Opinion
May 18, 1932.
Appeal from Supreme Court of Oneida County.
Thayer Burgess, for the appellants.
Edwin T. Murdoch, for the respondents.
The appellant Citizens Trust Company of Utica, N.Y., a banking corporation, and two other Utica banks, under the provisions of sections 487 Banking and 488 Banking of the Banking Law (Laws of 1914, chap. 369, as amd.), entered into a merger agreement in writing dated October 24, 1931, wherein they contracted to form a new merged corporation to be known as the First Citizens Bank and Trust Company of Utica. The corporation growing out of this merger is also an appellant. The agreement came before the stockholders of the Citizens Trust Company for approval at a meeting held November 9, 1931. The agreement was there approved by a vote of more than two-thirds of all of the stock-holders of the corporation. The petitioners in this proceeding did not vote in favor of the merger. On November 14, 1931, the requisite documents were filed in the proper offices, and the merger then became effective as provided in sections 492 Banking and 493 Banking of the Banking Law. On November sixteenth, two days after the merger became effective, the petitioners gave notice that they objected to the merger and demanded payment for their stock. On the 4th day of January, 1932, the petitioners presented to the Supreme Court their petition for the appointment of appraisers to appraise the stock of the Citizens Trust Company under section 496 Banking of the Banking Law.
The only question presented upon this appeal is whether under section 496 Banking of the Banking Law the petitioners are foreclosed of the right to an appraisal and payment for their stock although they have given the notice and made the demand within twenty days of the date of the holding of the meeting at which the merger was approved, as provided in section 496 Banking of the Banking Law, by reason of the fact that the merger became effective before the demand was actually served. The pertinent parts of section 496 are as follows: "Any stockholder or shareholder not voting in favor of such agreement of merger at the meeting prescribed in section four hundred and ninety of this article, may at such meeting or within twenty days thereafter object to the merger and demand payment for his stock or shares; or, in the case of savings and loan associations or credit unions, if such shareholder be a borrower, he may demand liquidation of his indebtedness and cancellation of his shares. If the merger takes effect at any time after such demand, such stockholder or shareholder may, at any time within sixty days thereafter, apply to the Supreme Court at any Special Term thereof, held in the county wherein is situated the principal place of business of the corporation into which the other or others are merged, for the appointment of three persons to appraise the value of his stock or shares or the amount of said indebtedness, if any."
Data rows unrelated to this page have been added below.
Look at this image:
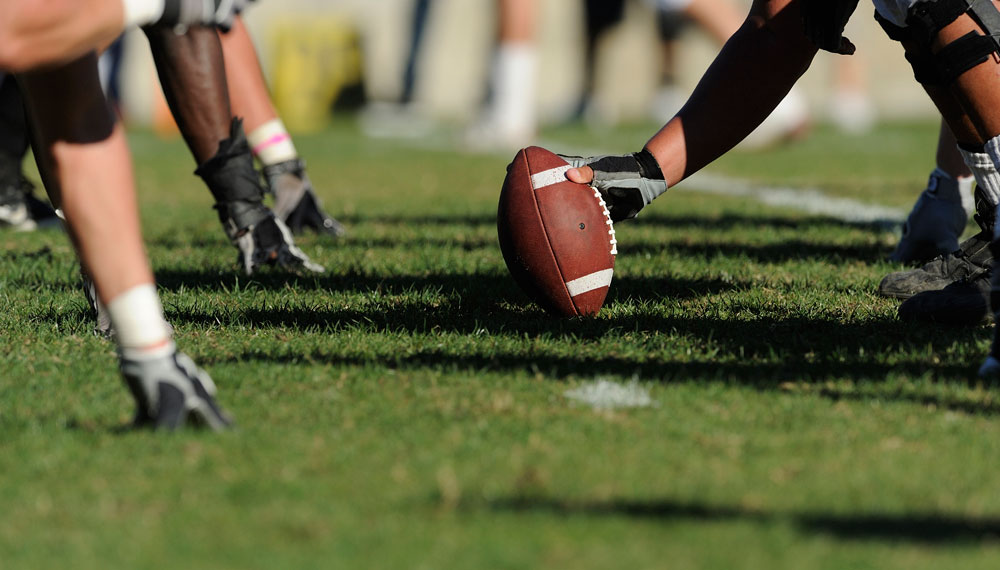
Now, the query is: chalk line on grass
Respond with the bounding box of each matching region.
[564,380,656,410]
[677,171,906,228]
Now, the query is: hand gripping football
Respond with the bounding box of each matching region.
[497,146,617,317]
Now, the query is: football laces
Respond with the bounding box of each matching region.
[590,185,617,256]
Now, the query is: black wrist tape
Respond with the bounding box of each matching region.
[633,148,664,180]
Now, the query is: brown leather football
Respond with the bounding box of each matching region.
[497,146,617,317]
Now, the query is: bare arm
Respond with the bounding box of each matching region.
[647,0,817,185]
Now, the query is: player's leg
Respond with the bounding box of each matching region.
[219,16,346,237]
[576,0,627,121]
[17,53,230,429]
[144,24,323,274]
[867,0,1000,373]
[469,0,538,149]
[886,100,998,323]
[0,74,61,230]
[877,3,1000,326]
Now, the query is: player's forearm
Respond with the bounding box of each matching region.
[220,16,279,131]
[645,1,817,185]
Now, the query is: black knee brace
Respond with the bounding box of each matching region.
[876,0,1000,86]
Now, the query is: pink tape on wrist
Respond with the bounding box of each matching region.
[252,133,292,156]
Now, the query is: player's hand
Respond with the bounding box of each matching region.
[800,0,860,55]
[559,150,667,222]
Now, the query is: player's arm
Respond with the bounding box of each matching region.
[0,0,246,72]
[644,0,819,183]
[567,0,826,215]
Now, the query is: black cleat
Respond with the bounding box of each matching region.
[120,350,232,431]
[264,159,347,237]
[0,154,60,231]
[897,273,991,326]
[879,186,994,299]
[81,272,114,338]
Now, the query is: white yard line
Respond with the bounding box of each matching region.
[676,171,906,228]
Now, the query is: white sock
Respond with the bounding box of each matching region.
[962,144,1000,208]
[121,0,165,28]
[491,43,536,139]
[248,119,298,166]
[957,174,975,217]
[106,284,173,360]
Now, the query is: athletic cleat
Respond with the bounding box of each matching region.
[82,273,114,338]
[264,159,347,238]
[889,170,972,263]
[0,155,30,230]
[878,187,995,299]
[897,273,991,326]
[0,196,29,230]
[120,350,232,431]
[232,214,325,275]
[0,155,60,231]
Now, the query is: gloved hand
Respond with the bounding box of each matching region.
[800,0,860,55]
[557,149,667,222]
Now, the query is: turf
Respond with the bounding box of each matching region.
[3,120,1000,569]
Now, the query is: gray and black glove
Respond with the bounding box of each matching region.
[801,0,860,55]
[558,149,667,222]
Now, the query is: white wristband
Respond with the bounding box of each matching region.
[106,283,172,350]
[121,0,166,28]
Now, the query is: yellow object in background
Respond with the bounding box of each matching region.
[270,16,365,133]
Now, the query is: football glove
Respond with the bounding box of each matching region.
[557,149,667,222]
[800,0,860,55]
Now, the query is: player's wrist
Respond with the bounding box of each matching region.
[121,0,166,28]
[633,149,664,181]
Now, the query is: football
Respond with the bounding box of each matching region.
[497,146,617,317]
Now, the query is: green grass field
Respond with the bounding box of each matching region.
[4,120,1000,569]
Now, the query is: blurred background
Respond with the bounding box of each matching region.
[113,0,937,136]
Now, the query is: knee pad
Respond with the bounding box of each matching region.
[876,0,1000,86]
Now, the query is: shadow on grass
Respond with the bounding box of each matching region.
[621,239,888,264]
[486,497,1000,544]
[336,213,892,233]
[149,268,740,303]
[38,299,996,413]
[256,237,888,265]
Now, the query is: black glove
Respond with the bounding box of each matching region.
[800,0,860,55]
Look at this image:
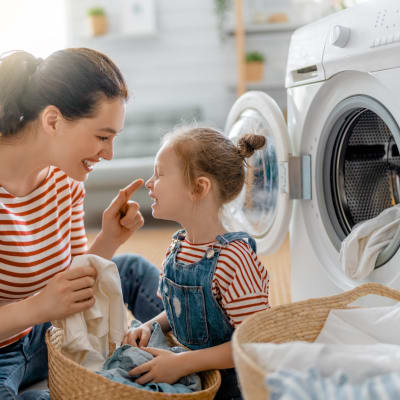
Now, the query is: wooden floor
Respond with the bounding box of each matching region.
[87,222,291,307]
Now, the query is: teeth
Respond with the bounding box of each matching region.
[83,160,96,167]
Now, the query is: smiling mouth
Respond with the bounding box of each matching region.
[148,193,158,205]
[82,159,97,172]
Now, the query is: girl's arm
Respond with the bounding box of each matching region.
[177,341,233,373]
[123,311,171,347]
[129,341,233,385]
[143,310,171,333]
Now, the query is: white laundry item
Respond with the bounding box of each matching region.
[315,302,400,345]
[340,204,400,280]
[52,254,128,371]
[244,341,400,384]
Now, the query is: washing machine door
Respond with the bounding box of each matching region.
[222,91,292,254]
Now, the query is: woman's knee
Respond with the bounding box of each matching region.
[113,254,160,282]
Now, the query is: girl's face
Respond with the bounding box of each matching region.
[50,97,125,182]
[145,142,192,221]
The appellants contend, by virtue of the language quoted, that the petitioners cannot require an appraisal and resulting payment because, they argue, the right to an appraisal and payment is by the statute limited to cases where the merger has taken place after the demand, and the merger in this case took place before the demand. The contention rests upon a literal reading of the second sentence in section 496.
We think the construction urged by the appellants, even though in accordance with the literal language of the statute, is not to be given to the provision quoted above. (See Matter of Long v. Jerzewski, 235 App. Div. 441, decided herewith.) Since the statute expressly gives to dissenting stockholders twenty days, it seems hardly possible that the Legislature should have intended in such a case as this that a stockholder who gave the notice within the period specified should nevertheless be defeated when attempting to enforce the right apparently given him by the circumstance over which he has no control, that the documents effecting the merger were so promptly filed as to precede the making of the stockholders' demand. In our opinion it is more consonant with what we take to be the legislative intent to construe the second sentence of section 496 as merely limiting the time when the application to the Supreme Court shall be made to a sixty-day period following the day that the merger becomes effective. In other words, we read the first clause in the second sentence as though a comma were inserted after the words "if the merger takes effect at any time," so that the following words, "after such demand," do not qualify the taking effect of the merger but relate to the application of the objecting stockholder to the court. The second sentence, as we read the law, makes two events conditions precedent to the filing of the application to the court, first, the "taking effect of the merger," and second, the "making of such demand." "Such demand" in this phrase means the stockholder's objection to the merger and the demand for payment of the objector's stock made at the stockholders' meeting or within twenty days thereafter as provided in the first sentence of the section.
The order should, therefore, be affirmed, with costs.
All concur.
Order affirmed, with ten dollars costs and disbursements.